Progettualità, cantieri e inclusione: il profilo del nuovo direttore

Oltre alle operazioni di respiro internazionale, l’attività dell’ex assessore in Sicilia si è sostanziata in una serie di interventi che hanno toccato diversi aspetti della gestione del patrimonio. Dal punto di vista dei grandi cantieri, va ricordato il finanziamento del progetto di restauro e anastilosi di tre colonne monumentali del Tempio G di Selinunte, un intervento complesso che incide sul paesaggio archeologico di uno dei siti più importanti del Mediterraneo. Sul versante delle politiche di fruizione, Samonà ha firmato la cosiddetta Carta di Catania, un documento programmatico volto a favorire l’esposizione e la valorizzazione dei materiali archeologici giacenti nei depositi museali, spesso patrimonio sommerso e inaccessibile, e ha istituito un Fondo di solidarietà che redistribuisce una quota degli incassi dei parchi più ricchi a favore di quelli con minori entrate, un meccanismo perequativo pensato per sostenere le realtà più fragili. Da segnalare, infine, l’impegno profuso per l’abbattimento delle barriere fisiche e cognitive nei musei e nei siti culturali siciliani, una direttrice che ha portato all’emanazione di una circolare specifica e che anticipa alcune delle sensibilità oggi centrali nel dibattito sull’accessibilità universale ai luoghi della cultura.
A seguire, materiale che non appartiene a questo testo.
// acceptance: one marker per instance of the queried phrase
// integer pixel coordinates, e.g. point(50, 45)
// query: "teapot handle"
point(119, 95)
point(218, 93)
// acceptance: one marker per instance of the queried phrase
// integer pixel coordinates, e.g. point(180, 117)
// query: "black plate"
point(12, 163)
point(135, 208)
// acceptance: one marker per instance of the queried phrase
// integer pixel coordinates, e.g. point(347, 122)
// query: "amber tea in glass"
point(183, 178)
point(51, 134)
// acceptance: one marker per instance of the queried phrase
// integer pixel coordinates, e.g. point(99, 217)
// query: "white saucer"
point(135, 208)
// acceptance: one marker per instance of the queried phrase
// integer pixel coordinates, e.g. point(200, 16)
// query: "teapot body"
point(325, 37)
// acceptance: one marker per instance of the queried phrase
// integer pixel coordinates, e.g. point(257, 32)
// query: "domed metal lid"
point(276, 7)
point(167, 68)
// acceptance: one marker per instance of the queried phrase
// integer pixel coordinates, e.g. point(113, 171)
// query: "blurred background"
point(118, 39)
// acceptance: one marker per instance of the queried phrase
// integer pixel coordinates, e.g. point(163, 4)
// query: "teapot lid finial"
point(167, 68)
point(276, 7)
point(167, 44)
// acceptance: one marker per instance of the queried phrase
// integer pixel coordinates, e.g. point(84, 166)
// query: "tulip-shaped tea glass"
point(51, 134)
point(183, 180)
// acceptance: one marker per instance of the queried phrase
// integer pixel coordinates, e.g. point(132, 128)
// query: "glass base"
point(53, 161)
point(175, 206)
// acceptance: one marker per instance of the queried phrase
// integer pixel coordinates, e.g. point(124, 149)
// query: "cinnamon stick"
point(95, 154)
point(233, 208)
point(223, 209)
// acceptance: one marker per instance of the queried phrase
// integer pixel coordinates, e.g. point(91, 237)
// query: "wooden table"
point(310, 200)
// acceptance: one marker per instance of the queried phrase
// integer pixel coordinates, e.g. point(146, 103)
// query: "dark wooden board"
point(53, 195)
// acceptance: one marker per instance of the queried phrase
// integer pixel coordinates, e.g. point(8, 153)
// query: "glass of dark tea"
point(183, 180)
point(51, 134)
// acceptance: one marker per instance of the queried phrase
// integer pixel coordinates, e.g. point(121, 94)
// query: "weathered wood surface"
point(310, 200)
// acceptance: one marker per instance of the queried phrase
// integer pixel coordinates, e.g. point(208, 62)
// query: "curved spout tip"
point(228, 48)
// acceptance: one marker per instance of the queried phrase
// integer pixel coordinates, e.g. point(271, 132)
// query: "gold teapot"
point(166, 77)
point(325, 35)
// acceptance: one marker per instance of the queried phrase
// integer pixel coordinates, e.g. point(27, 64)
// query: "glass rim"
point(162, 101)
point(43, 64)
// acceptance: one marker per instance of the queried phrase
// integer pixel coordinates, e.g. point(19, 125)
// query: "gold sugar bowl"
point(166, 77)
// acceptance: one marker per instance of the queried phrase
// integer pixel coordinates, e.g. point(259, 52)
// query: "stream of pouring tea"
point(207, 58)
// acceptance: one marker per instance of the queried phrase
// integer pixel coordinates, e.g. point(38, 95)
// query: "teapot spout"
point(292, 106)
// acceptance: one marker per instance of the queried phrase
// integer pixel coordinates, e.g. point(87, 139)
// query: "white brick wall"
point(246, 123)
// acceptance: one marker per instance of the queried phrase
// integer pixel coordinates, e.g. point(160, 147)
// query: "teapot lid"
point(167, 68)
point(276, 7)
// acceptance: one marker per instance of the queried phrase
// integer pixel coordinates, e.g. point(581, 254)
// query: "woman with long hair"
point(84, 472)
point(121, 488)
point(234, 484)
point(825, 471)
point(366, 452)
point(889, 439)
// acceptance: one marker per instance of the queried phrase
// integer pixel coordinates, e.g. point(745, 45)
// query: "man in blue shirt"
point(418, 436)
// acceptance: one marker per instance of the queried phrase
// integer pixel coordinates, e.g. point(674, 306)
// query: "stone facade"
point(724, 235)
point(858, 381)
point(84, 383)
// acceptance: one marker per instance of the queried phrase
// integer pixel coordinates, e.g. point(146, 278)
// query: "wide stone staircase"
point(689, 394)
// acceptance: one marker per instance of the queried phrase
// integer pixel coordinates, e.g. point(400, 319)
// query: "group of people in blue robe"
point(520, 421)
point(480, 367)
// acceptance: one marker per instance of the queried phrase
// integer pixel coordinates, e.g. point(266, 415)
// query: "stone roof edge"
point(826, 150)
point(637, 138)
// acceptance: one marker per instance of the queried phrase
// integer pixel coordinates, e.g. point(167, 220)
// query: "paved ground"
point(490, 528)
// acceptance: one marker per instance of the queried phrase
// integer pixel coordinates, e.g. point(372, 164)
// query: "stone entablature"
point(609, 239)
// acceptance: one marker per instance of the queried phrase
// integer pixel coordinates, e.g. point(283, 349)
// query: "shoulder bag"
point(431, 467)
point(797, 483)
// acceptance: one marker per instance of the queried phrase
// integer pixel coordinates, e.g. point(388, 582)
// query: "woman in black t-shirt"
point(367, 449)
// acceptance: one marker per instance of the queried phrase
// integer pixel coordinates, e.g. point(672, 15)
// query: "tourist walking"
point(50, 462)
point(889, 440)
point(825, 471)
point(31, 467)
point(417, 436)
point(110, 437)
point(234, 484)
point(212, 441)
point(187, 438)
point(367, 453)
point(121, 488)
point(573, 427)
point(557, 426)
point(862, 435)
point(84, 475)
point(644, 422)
Samonà, che per un decennio è stato consigliere d’amministrazione della Fondazione che gestisce il Museo di Villa Piccolo a Capo d’Orlando, porta nel bagaglio anche competenze maturate nel privato sociale e una costante attenzione alla progettazione culturale: è tra i membri del comitato scientifico dell’itinerario culturale Le Rotte del Mediterraneo nell’Età del Bronzo e ha ideato un progetto sul rapporto tra gli Etruschi e il sacro confluito nel dossier di candidatura di Tarquinia a Capitale italiana della Cultura per il 2028. Una carriera, la sua, che incrocia anche l’impegno politico diretto – è tra i fondatori della sezione palermitana della Lega – e che ora si trova ad affrontare la sfida di dirigere un istituto che gestisce due gioielli come Villa Adriana, la residenza imperiale voluta da Adriano, e Villa d’Este, il capolavoro rinascimentale di Ippolito II d’Este con le sue celebri fontane, entrambi stabilmente tra i primi dieci luoghi della cultura statali per numero di visitatori annuali.